Я стал необходим партии, как актер из постоянной труппы старого доброго английского театра, — надежный, знающий, но настолько далекий от магии Лоуренса Оливье или Джона Гилгуда, что казалась странной их принадлежность к одной профессии.
Искусство и страсти, преобразующие жизнь, не были моей сущностью. Но во всех ипостасях моя жизнь оставалась великолепным спектаклем.
6
Мой сын был статным молодым человеком. Стройные пропорции Ингрид смягчали в нем мою некоторую тяжеловесность. Мартин вырос высоким и сильным юношей. Ингрид передала ему свою матовую бледность. Абсолютно женская нежность кожи казалась изысканным контрапунктом к его темным глазам и волосам, унаследованным от меня. Этот драматический колорит, весьма экзотичный для Англии, выглядел весьма эффектно в контрасте с пастельной внешностью его сестры Салли, девушкой редкой красоты, истинной английской розой.
Красота детей внушает нам тревогу. В ней есть некий избыток, создающий родителям лишние проблемы. Большинство отцов хотели бы видеть своих дочерей привлекательными и мужественными сыновей. Но истинная красота приводит их в замешательство. Подобно гениальности мы предпочитаем наблюдать ее в других семьях.
Миловидность и элегантность Мартина смущали меня. Его повышенная сексуальность была так очевидна, что было непонятно, как могут его приятельницы не замечать этой опасности. Длинной вереницей являлись девушки на воскресные ленчи и случайные вечеринки, где мы с Ингрид их наблюдали.
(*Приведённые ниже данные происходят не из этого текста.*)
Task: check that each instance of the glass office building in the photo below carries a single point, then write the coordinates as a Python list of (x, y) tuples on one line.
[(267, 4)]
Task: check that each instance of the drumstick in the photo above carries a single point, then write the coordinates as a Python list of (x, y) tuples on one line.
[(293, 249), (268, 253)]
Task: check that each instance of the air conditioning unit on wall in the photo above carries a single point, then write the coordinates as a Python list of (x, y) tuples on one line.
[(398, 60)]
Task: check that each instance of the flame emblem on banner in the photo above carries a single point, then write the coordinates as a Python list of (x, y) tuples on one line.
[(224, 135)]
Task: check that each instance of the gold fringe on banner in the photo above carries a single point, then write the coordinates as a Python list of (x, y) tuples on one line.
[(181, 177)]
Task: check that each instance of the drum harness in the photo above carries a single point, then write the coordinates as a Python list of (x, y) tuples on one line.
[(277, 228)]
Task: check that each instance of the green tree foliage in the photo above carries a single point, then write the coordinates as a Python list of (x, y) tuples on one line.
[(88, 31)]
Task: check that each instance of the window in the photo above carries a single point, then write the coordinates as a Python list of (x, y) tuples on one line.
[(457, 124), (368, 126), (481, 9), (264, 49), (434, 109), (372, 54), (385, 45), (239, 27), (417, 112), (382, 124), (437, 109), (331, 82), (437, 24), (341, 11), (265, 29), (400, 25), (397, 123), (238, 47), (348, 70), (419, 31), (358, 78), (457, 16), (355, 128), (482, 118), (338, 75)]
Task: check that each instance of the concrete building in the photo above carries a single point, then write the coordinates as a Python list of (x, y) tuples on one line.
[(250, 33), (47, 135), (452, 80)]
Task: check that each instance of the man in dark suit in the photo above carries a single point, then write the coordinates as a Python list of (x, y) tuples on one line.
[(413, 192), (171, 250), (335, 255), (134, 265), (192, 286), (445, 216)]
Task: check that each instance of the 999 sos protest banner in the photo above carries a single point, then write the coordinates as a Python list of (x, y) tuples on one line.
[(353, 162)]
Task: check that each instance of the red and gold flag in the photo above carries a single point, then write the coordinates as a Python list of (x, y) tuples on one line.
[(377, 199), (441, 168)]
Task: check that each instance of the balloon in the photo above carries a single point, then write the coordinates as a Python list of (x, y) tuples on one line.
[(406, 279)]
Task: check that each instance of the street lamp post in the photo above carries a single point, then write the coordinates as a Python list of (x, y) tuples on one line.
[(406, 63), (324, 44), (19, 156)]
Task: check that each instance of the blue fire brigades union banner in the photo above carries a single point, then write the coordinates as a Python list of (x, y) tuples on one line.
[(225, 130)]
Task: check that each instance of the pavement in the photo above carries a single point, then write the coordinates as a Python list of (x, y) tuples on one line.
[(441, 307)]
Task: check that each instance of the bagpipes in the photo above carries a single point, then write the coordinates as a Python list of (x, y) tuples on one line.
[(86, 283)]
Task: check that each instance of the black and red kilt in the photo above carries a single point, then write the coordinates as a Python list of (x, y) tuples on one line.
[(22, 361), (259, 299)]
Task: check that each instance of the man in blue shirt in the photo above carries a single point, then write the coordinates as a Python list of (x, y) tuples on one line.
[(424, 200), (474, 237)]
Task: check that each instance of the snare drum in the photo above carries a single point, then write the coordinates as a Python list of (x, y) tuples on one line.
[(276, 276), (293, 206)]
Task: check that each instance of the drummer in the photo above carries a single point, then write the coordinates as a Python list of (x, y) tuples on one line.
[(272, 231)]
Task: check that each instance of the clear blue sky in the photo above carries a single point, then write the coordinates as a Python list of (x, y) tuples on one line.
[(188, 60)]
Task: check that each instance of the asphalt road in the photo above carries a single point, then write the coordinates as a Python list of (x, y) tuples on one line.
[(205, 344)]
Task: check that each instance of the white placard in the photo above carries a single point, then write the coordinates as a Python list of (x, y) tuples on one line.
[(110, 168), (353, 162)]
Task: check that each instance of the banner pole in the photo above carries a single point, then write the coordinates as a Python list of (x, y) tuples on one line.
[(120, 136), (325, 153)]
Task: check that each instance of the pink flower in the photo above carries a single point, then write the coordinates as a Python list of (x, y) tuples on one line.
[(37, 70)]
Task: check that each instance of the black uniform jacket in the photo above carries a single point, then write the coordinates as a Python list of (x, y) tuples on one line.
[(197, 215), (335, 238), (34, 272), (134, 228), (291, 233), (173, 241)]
Выяснилось, что мой сын сексуально довольно неразборчив и вполне равнодушен к обращенным на него любовным взглядам. Все это развлекало Ингрид. О себе я этого сказать не мог.
Его отношение к жизни наводило на меня уныние. Медициной он не интересовался, политикой тоже. Решил стать журналистом, — как мне казалось, чтобы оставаться сторонним наблюдателем. Свою карьеру Мартин планировал совершенно самостоятельно, не вводя в заблуждение ни себя, ни нас.